Оно было кратко и гласило: «Которые вам будут приносить мои деньги, то, пожалуйста, сохраните их у себя, пока я их потребую". Я сначала недоумевал, потом понял: Янкевич во избежание нового обыска рассовал похищенную сумму разным почтенным починковским обывателям и теперь требовал, чтобы они отдали их мне, в лестной для меня уверенности, что я их не присвою. Мне, таким образом, предстояло стать хранителем краденого, чего, разумеется, я ни в коем случае в виду не имел.

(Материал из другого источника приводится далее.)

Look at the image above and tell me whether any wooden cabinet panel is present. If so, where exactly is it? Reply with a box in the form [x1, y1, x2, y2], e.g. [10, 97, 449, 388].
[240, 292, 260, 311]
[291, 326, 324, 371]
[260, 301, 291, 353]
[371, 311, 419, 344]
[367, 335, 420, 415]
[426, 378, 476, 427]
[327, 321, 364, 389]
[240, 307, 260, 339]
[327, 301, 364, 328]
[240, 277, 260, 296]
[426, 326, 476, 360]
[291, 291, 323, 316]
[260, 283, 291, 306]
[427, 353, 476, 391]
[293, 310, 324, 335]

Через некоторое время ко мне явилась женщина и попросила прочесть полученное письмо. Получение писем в Починках было вещью совершенно небывалой, и прочесть их, кроме меня, было некому. В письме тем же почерком, как и в письме, полученном мною, говорилось: «Которые я дал тебе на сохранение деньги, отдай их такому-то (мне)». Еще дня через два-три ко мне стали приходить с такими же письмами другие лица. Тут были по большей части солидные хозяева, были две вдовы бывших старост, — вообще люди, на которых Янкевич рассчитывал. Я с интересом следил за этой перепиской. Оказалось, что сумма этих вкладов приблизительно соответствовала сумме кражи. Но Янкевич ошибся в расчете: починовцы сумели воспользоваться своим счастием не хуже, чем он сам. Когда я прочитывал письмо, на лицах получателей изображалось удивление:

— Чё-кося пишет мужичок… Каки деньги?.. Не знаю я…

Никто не пытался принести ко мне вклада Янкевича… Очевидно, Лукерья имела основание беспристрастно заступаться за «чужедального человека».